John Maculloch, 23, was placed on probation for 10 years with the first 12 months with electornic monitoring and pay an initial fee of $50 plus $15 per day; pay a $50 per month supevision fee, perform 100 hours of community service and be subject to special conditions.
He shall have no contact with Sabrina Miller, who was the clerk, or Fegley's Mini-Market, and shall continue with his schooling, following which he shall obtain and continue with full-time employment, if available. He shall obtain a mental health evaluation and comply with any recommended treatment. He shall continue with seeing his psychologist and any other mental health provider. He shall not consume any alcoholic beverages or illegal controlled substance. He shall submit to random drug and alcohol testing.
While serving on electronic monitoring, he must remain at his residence with the exception of going to school, employment, medical or mental health appointments and for church services, unlesss specially authorized by the adult probation office. Following the year of service on electronic monitoring, he shall be subject to a curfew for two years during which time he shall be at his residence from dusk to dawn each day with the exception that he may leave the home for school, employment, medical appointments and church.

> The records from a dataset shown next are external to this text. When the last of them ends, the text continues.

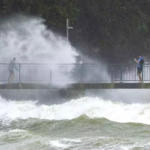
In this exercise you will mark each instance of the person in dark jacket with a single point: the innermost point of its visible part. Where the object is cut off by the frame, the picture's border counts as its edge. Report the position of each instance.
(140, 62)
(11, 67)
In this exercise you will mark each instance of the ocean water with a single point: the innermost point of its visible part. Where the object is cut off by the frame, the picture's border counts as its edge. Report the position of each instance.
(87, 123)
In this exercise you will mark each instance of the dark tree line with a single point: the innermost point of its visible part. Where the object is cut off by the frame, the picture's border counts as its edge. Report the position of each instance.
(115, 30)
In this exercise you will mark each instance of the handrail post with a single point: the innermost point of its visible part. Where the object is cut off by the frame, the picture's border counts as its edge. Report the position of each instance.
(19, 73)
(111, 73)
(121, 74)
(50, 75)
(142, 72)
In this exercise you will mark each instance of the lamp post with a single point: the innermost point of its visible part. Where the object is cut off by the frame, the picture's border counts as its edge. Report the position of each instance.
(67, 29)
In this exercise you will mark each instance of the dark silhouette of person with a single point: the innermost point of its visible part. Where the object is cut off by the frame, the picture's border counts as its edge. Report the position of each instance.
(11, 67)
(140, 62)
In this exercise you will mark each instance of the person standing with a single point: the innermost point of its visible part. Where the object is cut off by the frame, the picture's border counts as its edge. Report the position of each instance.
(11, 67)
(140, 62)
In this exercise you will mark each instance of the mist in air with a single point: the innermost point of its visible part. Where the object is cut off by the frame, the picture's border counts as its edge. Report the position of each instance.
(28, 39)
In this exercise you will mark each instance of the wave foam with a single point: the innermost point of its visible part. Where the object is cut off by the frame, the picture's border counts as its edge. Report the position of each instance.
(91, 107)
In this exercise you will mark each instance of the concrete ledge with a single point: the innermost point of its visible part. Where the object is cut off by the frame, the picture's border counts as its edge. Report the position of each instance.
(77, 86)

The court ruled although Maculloch's sentence is below the mitigated range based on his social history, the testimony offered in court which establishes Maculloch is emotionally and mentally challenged and that his disabilities had been compounded as a result of a severe head injury suffered in a motor vehicle accident.
He has admitted his guilt, shown remorse, is being supervised by his mother and is continuing with schooling. "In light of this," Russell ruled, "it is not found that a prison sentence would promote his rehabilitation or be beneficial in preventing a re-offense." District Attorney James P. Goodman did not opppose a non-confinement sentence.
Maculloch also pleaded guilty to possessing an instrument of crime and was placed on a concurrent five year probation. The sentence imposed by court begins March 1.